La démarche Valeur(s) appliquée à la formation professionnelle

bluewavesCet article inaugure une série de présentations d’applications du raisonnement Valeur(s) à différentes problématiques de performance d’entreprise. Ici, l’optimisation du budget de formation d’une entreprise, dotée d’une DRH professionnelle et d’une équipe de formation interne, est l’occasion de montrer que ce raisonnement s’applique aussi à des problématiques RH.

Une filiale de 1000 personnes d’un groupe français de services a souhaité optimiser son budget « formation » : 600K€/an.
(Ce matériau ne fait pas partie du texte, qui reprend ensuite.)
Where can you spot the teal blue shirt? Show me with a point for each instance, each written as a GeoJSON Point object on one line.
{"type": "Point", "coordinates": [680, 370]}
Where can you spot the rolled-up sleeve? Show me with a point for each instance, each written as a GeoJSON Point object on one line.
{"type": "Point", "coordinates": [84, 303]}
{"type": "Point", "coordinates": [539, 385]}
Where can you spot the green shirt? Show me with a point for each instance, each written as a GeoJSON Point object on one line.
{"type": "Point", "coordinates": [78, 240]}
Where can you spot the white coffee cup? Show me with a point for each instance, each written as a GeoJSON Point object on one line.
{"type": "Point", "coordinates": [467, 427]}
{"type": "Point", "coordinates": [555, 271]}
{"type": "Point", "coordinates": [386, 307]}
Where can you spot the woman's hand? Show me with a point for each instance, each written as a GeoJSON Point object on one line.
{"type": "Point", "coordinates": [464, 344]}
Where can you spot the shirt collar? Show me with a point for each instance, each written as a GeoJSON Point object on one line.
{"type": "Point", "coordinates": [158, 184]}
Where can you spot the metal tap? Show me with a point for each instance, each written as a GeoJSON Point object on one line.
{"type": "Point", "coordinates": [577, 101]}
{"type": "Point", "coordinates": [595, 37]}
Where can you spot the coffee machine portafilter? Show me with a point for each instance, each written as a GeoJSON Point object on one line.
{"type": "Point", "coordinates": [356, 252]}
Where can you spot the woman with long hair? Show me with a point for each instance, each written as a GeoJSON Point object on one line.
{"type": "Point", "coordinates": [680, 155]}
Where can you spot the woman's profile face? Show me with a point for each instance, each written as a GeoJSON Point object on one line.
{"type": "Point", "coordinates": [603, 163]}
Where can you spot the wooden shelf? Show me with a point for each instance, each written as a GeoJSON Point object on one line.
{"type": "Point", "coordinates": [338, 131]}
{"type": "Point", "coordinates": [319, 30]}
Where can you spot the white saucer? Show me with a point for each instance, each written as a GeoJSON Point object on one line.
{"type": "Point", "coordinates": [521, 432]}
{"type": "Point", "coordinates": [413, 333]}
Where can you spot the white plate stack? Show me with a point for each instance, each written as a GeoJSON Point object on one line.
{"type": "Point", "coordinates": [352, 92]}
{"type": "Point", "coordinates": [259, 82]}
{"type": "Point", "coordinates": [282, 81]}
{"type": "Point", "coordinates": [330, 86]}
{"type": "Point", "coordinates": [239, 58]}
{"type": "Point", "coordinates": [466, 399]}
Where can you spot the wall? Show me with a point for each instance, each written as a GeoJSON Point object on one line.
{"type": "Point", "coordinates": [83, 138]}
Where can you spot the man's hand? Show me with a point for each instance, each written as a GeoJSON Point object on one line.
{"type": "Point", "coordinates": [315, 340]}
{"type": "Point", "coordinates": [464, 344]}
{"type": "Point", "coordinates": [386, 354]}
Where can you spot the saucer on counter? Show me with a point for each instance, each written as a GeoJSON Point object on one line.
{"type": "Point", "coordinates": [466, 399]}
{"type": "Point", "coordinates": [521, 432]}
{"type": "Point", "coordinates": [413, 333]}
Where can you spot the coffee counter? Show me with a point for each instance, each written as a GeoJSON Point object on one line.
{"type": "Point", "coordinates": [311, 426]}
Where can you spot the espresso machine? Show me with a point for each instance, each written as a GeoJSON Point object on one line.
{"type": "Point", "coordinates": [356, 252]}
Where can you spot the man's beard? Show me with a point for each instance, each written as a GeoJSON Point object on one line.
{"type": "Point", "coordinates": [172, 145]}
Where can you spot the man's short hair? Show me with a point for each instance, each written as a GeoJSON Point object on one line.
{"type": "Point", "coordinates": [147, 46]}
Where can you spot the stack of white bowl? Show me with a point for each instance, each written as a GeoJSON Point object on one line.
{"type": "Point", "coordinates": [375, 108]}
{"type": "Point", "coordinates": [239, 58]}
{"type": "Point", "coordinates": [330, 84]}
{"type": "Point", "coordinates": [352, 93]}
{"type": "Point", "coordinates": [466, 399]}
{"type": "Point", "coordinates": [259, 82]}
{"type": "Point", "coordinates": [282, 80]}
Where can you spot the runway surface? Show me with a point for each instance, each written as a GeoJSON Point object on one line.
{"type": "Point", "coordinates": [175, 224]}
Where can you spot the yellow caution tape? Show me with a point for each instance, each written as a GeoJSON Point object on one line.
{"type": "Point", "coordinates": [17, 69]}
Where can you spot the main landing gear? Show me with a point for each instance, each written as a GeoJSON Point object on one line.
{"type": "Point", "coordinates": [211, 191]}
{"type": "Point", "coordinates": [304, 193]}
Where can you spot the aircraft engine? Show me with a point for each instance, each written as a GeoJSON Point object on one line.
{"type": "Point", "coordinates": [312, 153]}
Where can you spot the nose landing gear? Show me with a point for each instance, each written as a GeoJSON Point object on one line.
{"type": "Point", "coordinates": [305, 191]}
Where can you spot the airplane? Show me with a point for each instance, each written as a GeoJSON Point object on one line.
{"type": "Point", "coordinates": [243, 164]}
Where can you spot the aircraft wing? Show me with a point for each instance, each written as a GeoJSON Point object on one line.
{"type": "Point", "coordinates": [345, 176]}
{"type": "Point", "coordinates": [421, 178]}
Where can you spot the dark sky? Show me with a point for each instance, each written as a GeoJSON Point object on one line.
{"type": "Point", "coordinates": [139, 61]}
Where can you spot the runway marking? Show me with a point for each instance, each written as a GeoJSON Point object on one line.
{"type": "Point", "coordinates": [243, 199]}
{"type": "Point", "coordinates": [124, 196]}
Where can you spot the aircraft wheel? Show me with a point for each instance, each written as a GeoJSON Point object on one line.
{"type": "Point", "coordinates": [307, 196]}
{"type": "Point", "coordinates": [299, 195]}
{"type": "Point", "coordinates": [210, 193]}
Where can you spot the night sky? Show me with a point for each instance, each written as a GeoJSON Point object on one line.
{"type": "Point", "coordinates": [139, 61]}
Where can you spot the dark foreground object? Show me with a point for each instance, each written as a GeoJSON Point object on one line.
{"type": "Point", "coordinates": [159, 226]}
Non pas que ce budget soit trop important : le DRH est assez fier d’y consacrer 7,5% de la masse salariale … mais il subit des dépassements de budget chaque année et a le sentiment de ne pas maîtriser la rentabilité de cet investissement[1].

Un petit groupe de travail, rassemblant le Responsable Formation, un manager de la force de vente (grande consommatrice de formations) et un chef de projet, choisissent d’appliquer à ce sujet le raisonnement ‘valeur’ :

  • définir un référentiel des besoins : « la formation, à quoi çà sert ? », afin de repérer les services à rendre et ceux mal rendus ;
  • repérer les coûts inutiles ou trop élevés : « la formation, pour quoi çà coûte ? », afin de repérer les principes qui rendent les services attendus au moindre coût.

1.     Besoins : À quoi çà sert ?

Les réponses à cette question, pour simple qu’elle soit, ont mené les acteurs à des constats intéressants et permis la ‘redécouverte’ du rôle de la formation.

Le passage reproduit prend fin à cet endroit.